15. Now you will want to get to as large and flat a surface as possible. I used my dining room table, but should have used the tile floor! We will work with the backing next, so be sure (only if it has a pattern) that you square the piece of material – if you do not, you run the risk of having the pattern look wonky, or off center. I choose solid backings, so that I do not have to worry about this. – make sure you wash your backing fabric also : )

16. Lay out your backing and double check that it is as close to perfectly straight as possible. Take masking tape to the edges, and pull straight at each edge, tape to the floor/table. I use 10 – 15 pieces of tape per side. This ensures the backing doesn’t get bunched as you put together your “sandwich”. You don’t want the fabric so taught that it is stretched at all, because that will also cause awkward gathers or bunching on the back.

17. Lay your batting on top of the backing and smooth it out. Feel it as you go, because sometimes there are pills in the batting, and they feel like hard glue spots – I just pull the tiny piece off so it doesn’t feel hard in the quilt. I only had one on the 2+ yards of batting I used for Hailey’s quilt. In the past I haven’t had any. You will want your batting to go to the edge of your backing, or just shy of the edge. Make it as even as you can, all the way around.

18. Lay your quilt top on top of your batting. Make sure, as you did your batting, that the quilt top is centered on the batting and backing underneath. Get your safety pins ready!

19. In the center of each block, pin through the sandwiched layers. If you feel that’s not enough because of the size of quilt, you can add more – my mom always adds more I tend to go with the fewest necessary. Around the edges you will want to pin a few extra spots as well.

20. Now you are ready to tie or quilt your blanket! If you want to tie, as I did here, you will use a yarn thread like this:

http://www.herrschners.com/product/JandP+Coats+Royale+Fashion+3+Crochet+Thread.aspx

21. To tie, you’ll use your curved needle (or any large needle, honestly) and go through all three thicknesses, then right back up. The advantage of the curved needle is you can go down and back up in just a quick motion. I placed all of my threads before I went through and tied them down. On each block I did the 4 corners, and one in the center.

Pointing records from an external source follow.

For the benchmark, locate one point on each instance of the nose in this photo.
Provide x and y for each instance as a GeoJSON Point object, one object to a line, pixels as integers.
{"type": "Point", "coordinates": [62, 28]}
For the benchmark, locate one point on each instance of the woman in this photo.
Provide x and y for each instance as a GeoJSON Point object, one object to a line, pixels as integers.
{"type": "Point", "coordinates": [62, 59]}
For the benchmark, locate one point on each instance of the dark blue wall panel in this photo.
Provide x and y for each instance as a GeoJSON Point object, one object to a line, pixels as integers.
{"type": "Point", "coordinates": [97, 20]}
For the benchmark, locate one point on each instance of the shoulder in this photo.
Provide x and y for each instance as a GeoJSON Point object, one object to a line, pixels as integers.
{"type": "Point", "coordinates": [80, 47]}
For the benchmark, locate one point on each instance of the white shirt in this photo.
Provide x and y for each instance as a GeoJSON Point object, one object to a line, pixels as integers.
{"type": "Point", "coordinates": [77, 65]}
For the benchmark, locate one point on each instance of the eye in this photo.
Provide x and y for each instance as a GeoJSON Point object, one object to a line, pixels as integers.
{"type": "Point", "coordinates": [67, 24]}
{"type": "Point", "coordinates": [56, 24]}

22. Your finished and tied top should look like this:








21* An alternative to tying is traditional quilting. If you hand or machine quilt, you can do any pattern, but be sure to have something stitched at least every 4-5 inches. I can give you more information on this, if this is the route you choose, or you can also google youtube videos of machine quilting, and/or hand quilting.

23. Now you will need

to decide how thick you want your binding, or edging. For my quilts, I use the backing folded up and over for my binding. If you wish to have a separate binding, I can steer you in that direction too – but these directions will be for the way I did on Hailey’s quilt.

24. I chose 2.5 in for my binding. With your quilt flat on the floor, go around the edge and measure (and mark) out 2.5 in all the way around. Trim the excess.

25. To pin the edging, fold the backing up and over the top, and over once more. Pin around the edges

26. Taking the same yarn thread, go around the edge and attach using a standard whip-stitch, or decorative stitch if you choose. I chose the blanket stitch because I LOVE it, and it is very simple. I can only so-so describe it, and it may not make sense. I found a good YouTube tutorial here: http://www.youtube.com/watch?v=eXkSE2TTF4s

A good step-by-step with pictures here: http://www.squidoo.com/bunnycostume toward the bottom, where she stitches the bunny tummy on the costume.

27a. Stop about 5-6 in from each edge, if you want to do mitered corners.

Two good tutorials for mitered corners:

http://thedillspiel.blogspot.com/2011/02/mitering-around.html

http://www.youtube.com/watch?feature=endscreen&NR=1&v=_uZV0GMQiOg

27b. Keep going to the edge, if you want to do squared corners. To square a corner you will follow: http://www.youtube.com/watch?v=INh6sVKJRrA

And then you’re done! Check and double check for extra pins, then wash and enjoy!